In order to turn the list back into parseable JSON, the web site has to fix that part. The web site PHP code fixes it by looking for the square brackets (the ones that define the end of one "items" list and the beginning of the next one) and rips out anything in between, thus creating a parseable piece of JSON with a single large unpaginated list.

This works but it makes me feel dirty. The file that it writes should be parseable JSON when it's written, and the web site's PHP shouldn't have to strip out that section. CrowCamCleanup.sh should do the stripping instead. Here one line of code (and lots of explanation) that will successfully do it inside of CrowCamCleanup. This needs to be tested on the Synology itself so that we can be sure it works as expected without a performance problem:

# At this point, the string $uploadsOutput is a collection of multiple pages'
# worth of JSON queries concatenated together, at 50 results per page. This
# produces invalid JSON output when treated as a single string. It looks like
# this right now:
#     {
#      "kind": "youtube#playlistItemListResponse", (...),
#      "items": [  (...),(...),(...) ],
#      "pageInfo": { (...) }
#     }
#     {
#      "kind": "youtube#playlistItemListResponse", (...),
#      "items": [  (...),(...),(...) ],
#      "pageInfo": { (...) }
#     }
# What we want is to run all the items together into a single list of items. Do this by
# finding the section between each items-bracket-end and each items-bracket-beginning
# and replacing the whole thing with a single comma. It replaces all the intermediate
# redundant instances of "pageinfo" and "kind:playlistItemListResponse" and leaves only
# a nice clean-smelling list of "items":[(...),(...),(...)] in the middle which is now
# proper JSON again. It still contains one "kind:playlistItemListResponse" at the top and
# one "pageinfo" at the end, and those are OK and we want to keep them.
# 
# Explanation of the SED statement below:
#
#  sed '   '      Spec the search with singlequotes so that you can search doublequotes without escaping.
#  s/             Substitute the following pattern with another pattern.
#  \]             Search for a single close square bracket (escaped).
#  , "pageinfo":  Search for a comma, a space, "pageinfo", a colon, and a space.
#  .*             Search for any number of any characters after "pageinfo": .
#   "items":      Search for space, "items", a colon, and a space.
#  \[             Search for a single open square bracket (escaped).
#  /              End of the sed "search for" phrase and beginning of the sed "replace with" phrase
#  ,              Replace with a single comma character.
#  /g             Greedy, replace all possible occurrences instead of just the first.
#
uploadsOutput=$( echo $uploadsOutput | sed 's/\], "pageInfo": .* "items": \[/,/g' )
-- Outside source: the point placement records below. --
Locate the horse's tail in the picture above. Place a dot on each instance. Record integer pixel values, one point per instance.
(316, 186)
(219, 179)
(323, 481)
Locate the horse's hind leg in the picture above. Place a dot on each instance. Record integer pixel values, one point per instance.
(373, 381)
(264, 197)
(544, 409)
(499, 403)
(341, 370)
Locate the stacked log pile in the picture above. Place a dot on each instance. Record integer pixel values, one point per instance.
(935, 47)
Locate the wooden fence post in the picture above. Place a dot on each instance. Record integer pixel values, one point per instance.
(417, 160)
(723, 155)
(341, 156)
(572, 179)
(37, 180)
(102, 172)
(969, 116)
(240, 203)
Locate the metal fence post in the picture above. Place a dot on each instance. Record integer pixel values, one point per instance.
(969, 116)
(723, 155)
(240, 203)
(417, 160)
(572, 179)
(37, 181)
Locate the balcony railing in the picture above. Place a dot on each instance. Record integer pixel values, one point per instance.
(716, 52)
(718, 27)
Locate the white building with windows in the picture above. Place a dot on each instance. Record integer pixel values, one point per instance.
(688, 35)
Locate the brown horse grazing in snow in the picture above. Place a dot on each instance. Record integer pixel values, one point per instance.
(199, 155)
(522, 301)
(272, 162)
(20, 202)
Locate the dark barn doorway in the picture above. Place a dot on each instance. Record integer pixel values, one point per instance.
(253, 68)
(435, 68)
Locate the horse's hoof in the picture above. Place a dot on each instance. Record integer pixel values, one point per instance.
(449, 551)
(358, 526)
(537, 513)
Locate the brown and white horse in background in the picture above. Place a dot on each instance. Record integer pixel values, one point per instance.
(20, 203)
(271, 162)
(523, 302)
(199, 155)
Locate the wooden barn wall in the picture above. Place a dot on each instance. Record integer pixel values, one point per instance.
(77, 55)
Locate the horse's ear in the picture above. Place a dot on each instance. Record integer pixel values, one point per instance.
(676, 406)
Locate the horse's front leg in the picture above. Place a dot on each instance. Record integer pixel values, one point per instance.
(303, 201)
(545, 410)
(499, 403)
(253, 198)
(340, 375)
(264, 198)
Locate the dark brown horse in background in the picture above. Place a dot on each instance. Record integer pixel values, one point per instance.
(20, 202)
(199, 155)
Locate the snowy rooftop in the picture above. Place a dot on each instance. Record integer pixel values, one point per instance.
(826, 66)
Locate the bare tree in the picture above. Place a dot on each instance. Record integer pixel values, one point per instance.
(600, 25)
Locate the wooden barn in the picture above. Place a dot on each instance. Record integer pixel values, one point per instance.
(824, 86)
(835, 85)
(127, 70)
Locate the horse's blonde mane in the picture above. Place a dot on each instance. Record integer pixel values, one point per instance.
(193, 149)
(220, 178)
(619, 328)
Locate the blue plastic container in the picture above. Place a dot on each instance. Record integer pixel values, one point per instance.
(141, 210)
tfabris commented 5 months ago

The code above is faulty. It works more or less as designed, except it doesn't correctly handle more than two pages' worth of data. It strips the cruft between all intermediary pages, meaning that it will strip the cruft from the end of page1 all the way up to the beginning of page7. Meaning that the final output, while still perfectly good parseable JSON, includes only the items[] from page1 and from page7, not from any of the pages in between. Investigating a better parsing statement to fix it.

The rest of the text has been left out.